The US Treasury is again going hog wild with T-bill paydowns, announcing  $62 billion over the past week alone. There’s actually a net paydown in April,  after new coupon issuance. Extra slosh for the party. 

And, of course, this week is the Fed’s regular monthly MBS QE purchase  settlement week April 14-21. They’re pumping $93 billion into Primary Dealer  accounts this week. The dealers have been up against it in managing their bond  inventories, and the Fed and Treasury are, as always, doing whatever it takes  to rescue them. 

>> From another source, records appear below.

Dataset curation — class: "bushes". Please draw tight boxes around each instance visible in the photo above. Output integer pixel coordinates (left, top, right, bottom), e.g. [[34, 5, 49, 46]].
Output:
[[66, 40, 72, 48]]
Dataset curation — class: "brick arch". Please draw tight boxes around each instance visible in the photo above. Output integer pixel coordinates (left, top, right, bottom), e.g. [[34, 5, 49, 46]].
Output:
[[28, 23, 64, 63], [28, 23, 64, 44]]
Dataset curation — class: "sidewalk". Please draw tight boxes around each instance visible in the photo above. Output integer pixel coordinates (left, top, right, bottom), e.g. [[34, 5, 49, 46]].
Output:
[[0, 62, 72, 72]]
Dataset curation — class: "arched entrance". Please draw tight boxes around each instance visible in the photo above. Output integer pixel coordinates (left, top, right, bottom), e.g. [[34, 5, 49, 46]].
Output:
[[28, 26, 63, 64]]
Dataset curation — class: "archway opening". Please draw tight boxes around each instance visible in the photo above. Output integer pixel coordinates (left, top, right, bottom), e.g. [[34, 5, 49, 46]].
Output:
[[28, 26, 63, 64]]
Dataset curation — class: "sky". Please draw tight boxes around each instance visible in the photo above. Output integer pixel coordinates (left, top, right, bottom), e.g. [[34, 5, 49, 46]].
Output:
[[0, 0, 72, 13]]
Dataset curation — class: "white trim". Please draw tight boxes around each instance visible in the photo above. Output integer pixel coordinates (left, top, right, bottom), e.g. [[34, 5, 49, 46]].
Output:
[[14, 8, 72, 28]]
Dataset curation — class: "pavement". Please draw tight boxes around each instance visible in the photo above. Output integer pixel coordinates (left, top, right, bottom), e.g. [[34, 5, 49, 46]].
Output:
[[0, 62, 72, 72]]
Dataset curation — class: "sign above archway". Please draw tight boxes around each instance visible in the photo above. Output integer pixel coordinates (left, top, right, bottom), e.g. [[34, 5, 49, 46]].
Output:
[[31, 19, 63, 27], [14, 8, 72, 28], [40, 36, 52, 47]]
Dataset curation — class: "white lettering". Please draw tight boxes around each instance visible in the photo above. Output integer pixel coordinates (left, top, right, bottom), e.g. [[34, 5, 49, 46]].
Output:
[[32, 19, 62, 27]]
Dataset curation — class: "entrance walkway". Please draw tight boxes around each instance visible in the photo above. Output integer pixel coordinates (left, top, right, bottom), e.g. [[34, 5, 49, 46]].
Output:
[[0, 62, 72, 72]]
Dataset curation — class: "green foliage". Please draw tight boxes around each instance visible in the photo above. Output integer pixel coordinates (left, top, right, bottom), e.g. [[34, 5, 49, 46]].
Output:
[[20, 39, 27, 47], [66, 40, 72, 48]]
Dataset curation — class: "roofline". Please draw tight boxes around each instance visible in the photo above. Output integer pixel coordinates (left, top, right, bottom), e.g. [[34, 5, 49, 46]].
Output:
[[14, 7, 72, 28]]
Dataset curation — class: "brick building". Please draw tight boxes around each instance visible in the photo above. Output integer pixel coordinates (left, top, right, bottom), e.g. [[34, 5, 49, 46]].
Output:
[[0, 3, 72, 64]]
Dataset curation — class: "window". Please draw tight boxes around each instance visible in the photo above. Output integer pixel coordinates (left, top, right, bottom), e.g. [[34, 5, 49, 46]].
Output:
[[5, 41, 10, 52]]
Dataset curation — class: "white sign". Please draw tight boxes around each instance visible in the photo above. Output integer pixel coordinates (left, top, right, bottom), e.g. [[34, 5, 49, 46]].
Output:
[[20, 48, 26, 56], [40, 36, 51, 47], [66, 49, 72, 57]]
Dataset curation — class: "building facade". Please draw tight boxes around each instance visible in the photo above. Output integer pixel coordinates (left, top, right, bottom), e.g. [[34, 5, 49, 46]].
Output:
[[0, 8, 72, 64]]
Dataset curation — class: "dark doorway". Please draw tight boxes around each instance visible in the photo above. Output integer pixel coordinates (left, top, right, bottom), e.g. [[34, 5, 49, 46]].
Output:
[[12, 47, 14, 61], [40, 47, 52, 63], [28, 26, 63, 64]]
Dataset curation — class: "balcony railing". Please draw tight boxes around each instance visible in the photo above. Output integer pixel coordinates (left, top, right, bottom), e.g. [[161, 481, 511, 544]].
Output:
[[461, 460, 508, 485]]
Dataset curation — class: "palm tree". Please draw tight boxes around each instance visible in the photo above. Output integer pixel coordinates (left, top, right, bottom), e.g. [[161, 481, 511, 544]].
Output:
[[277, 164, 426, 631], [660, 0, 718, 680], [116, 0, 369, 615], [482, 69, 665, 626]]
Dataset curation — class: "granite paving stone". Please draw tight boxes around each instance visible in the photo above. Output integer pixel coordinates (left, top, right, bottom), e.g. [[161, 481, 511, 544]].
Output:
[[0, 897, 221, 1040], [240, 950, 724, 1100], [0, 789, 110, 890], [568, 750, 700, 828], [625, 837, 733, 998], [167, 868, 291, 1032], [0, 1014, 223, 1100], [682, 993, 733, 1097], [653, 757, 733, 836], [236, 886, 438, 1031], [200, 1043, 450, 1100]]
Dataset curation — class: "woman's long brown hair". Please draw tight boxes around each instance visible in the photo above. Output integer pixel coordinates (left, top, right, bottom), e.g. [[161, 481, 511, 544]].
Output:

So all the explanations that you are seeing in the media about why Treasuries  are rallying are just so much BS from the clueless mob. It’s about money plain  and simple. The Fed and US Treasury are doing a great job of manipulating  prices in the short run by pumping a combined $185 billion into the markets,  most of it directly into the accounts of Primary Dealers in a very short period. 

We were prepared for and expecting this liquidity to boost the markets this  week as usual in the third week of the month, but the additional T-bill paydowns  over the rest of the month are a new wrinkle that will add even more liquidity  than we expected. The end of month period may not be as dry of funding as  usual. 

This too shall pass, and we know that the end is nigh!


Yes, it is. The lemmings are in their full-on dash to the sea mode, impelled, apparently,  by the hypnotic sound of the crashing waves down below.  


David Stockman was Director of the Office of Management and Budget under President Ronald Reagan. After leaving the White House, Stockman had a 20-year career on Wall Street.

The above originally appeared at David Stockman's Contra Corner.

1 comment:

  1. The lemmings may be "...in their full-on dash to the sea mode." And we may see another crash like 2001 and/or 2007 but Stockman surely understands that the FED has an ace up its sleeve. Namely the most successful counterfeiting operation that has ever existed. Since the dollar is the world's currency reserve, the FED is stealing by inflation from the rest of the world to the benefit of the U.S. The operation is so enriching to so many that no amount of rhetoric will stop it. Only when the victims (those populations most distant from the FED) have had enough and are stirred to defend themselves by war will it end. I shudder to think how devastating this war will be.